For nine years running, we’ve published the Horrible Hundred, a report that exposes egregious puppy millers throughout the United States. Just months after this year’s report went public, we got good news: The Missouri attorney general was suing or shutting down multiple breeders highlighted in the report, and with support from our Ohio state director, an Ohio committee resolved to crack down on dog breeders with severe violations. Thanks to public support, lawmakers around the country are taking action, too: Illinois and Washington became the latest states to prohibit the sale of puppy mill puppies in pet stores, and 30 more localities passed ordinances doing the same. We’re excited to watch this trend continue in the years ahead.
You’re there for animals and their people, when they need it most.
Thanks to you, our Animal Rescue Team can respond to some of the biggest threats to animals, including disasters and cruelty situations.
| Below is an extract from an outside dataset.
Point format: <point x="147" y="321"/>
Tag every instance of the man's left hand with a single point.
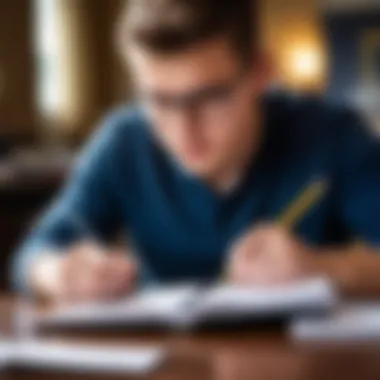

And as the pandemic and its economic fallout continue, the work we’ve been doing for years is even more crucial: keeping people and their pets together through our Rural Area Veterinary Services and Pets for Life programs, which bring services and supplies to underserved communities.
- Nearly 30 starving cows were languishing on a property in Sunrise, Florida, until the South Florida SPCA and law enforcement stepped in to save them in May. In addition to arranging transport and securing temporary housing, we provided a grant to care for the cows until they found a home at Critter Creek Farm Sanctuary in Gainesville, Florida.
- In October, our team assisted the Muncie Police Department in rescuing dozens of cats from an alleged neglect situation in Muncie, Indiana. The cats had been living in filth and many needed veterinary care for respiratory infections, skin conditions and injuries. We’re caring for the cats at a temporary shelter until they’re ready for adoption.
- Sometimes it’s a single animal who needs our support. In August, we collaborated with the New York State Department of Environmental Conservation, New York City Police Department and the Bronx Zoo to remove an 11-month-old cougar from a New York City home. Surrendered after her owners realized a private residence is no place for a wild creature, the cougar now resides at Turpentine Creek Wildlife Refuge in Arkansas.